Das Klangbild präsentiert sich sehr differenziert und ausgewogen. Höhen sind überhaupt kein Problem, gerade bei Songs mit hoher weiblicher Stimme spielt der Kopfhörer seine Stärken aus. Dennoch gibt es auch Schwächen, diese liegen im Bassbereich. Gerade bei sehr tiefen Tönen fehlt es dem Kopfhörer an Druck. Kurz gesagt: mehr Oper und Ballade als DJ-Set.
Jabra besitzt eine große Expertise im Bereich Sprache – und die Erfahrung in diesem Feld kommt den Kopfhörern extrem zugute. Hörbücher und Podcasts klingen „Out of the Box“ wirklich perfekt und sehr natürlich. Eine derartig gute Abstimmung ist mir noch nie bei einem Consumer-Kopfhörer untergekommen.
Das größte Kauf-Argument für diesen Kopfhörer ist und bleibt aber definitiv Noise Cancelling. Viele Firmen versuchen sich an diesem Bereich – und scheitern oft kläglich. Soviel bereits jetzt: Jabra nicht.

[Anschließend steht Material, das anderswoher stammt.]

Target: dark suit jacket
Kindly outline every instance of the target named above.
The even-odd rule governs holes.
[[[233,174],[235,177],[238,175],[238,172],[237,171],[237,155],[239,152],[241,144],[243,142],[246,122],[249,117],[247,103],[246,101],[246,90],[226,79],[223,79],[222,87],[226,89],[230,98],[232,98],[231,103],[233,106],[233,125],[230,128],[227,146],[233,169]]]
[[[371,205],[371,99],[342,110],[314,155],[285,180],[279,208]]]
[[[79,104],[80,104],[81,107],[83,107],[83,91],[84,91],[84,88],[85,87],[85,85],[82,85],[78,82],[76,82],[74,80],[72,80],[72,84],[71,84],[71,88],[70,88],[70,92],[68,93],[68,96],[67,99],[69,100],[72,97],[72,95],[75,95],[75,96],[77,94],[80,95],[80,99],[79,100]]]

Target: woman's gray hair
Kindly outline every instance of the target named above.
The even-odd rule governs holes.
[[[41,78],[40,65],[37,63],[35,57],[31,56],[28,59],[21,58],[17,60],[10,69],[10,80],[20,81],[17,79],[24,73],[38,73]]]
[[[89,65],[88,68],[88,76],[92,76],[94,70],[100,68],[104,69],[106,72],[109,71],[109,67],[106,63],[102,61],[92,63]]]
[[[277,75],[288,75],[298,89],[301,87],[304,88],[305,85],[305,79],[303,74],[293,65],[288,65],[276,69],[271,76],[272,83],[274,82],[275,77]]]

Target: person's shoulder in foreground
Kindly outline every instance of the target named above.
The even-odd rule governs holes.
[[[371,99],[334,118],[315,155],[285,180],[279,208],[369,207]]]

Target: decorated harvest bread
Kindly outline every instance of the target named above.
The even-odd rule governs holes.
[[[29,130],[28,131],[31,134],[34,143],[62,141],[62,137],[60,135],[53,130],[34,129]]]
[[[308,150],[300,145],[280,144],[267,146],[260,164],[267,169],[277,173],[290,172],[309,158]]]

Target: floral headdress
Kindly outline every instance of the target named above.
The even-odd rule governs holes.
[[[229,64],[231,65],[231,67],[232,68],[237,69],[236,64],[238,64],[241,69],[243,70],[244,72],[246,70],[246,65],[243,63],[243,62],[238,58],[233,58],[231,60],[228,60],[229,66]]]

Die Elite 85h filtern Störgeräusche sehr zuverlässig heraus. Das gilt vom Straßenverkehr über Küchengeräusche bis hin zum Staubsauger und selbst höheren Tönen wie spielenden Kindern. Jabra gelingt hier keine Magie, kann aber gut mit den bekannten Premium-Herstellern mithalten.
Zu einem modernen Kopfhörer gehört natürlich auch eine Companion App. So häufig mich diese Anwendungen nerven – bei Jabra mache ich gerne eine Ausnahme. Die App bringt vor allem zwei erhebliche Vorteile mit sich.
Einerseits könnt ihr in der App ANC-Profile auswählen und euch außerdem ein eigenes Profil konfigurieren. So könnt ihr beispielsweise auswählen, dass zwar das Geräusch des Zugs ausgeblendet werden soll, direkte Ansprachen (Durchsagen, andere Passanten) aber durchgestellt werden. Es gibt vorgefertigte Setups, ebenso könnt ihr aber auch eigene Abmischungen erstellen.
Andererseits gibt es verschiedene Equalizer, die ihr über die App auswählen könnt. Auch hier könnt ihr im Zweifel selbst Hand anlegen und die Frequenzen eurem Wunsch nach einstellen – für mich ein sehr wichtiges Feature. Ungeachtet dessen bleibt der Kopfhörer aber eher bassschwach, da hilft auch der beste EQ nichts.
Goodbye Sony, willkommen Jabra. Die Elite 85h haben meinen geliebten Sony MDR-1000X für den täglichen Gebrauch abgelöst. Jabra liefert ein gelungenes Debüt im Bereich der Over-Ear-Kopfhörer mit ANC ab. Die Verarbeitung ist auf einem hohen Niveau, der Kopfhörer sehr angenehm zu tragen und die Bandbreite an individuellen Einstellungsmöglichkeiten einzigartig. Eine Schwäche bleibt leider: Der Kopfhörer ist eher bassarm.
Der Jabra Elite 85h wird für 299 Euro direkt bei Amazon angeboten, damit ist er auch etwas günstiger als die hochpreisigen Modelle der Konkurrenz.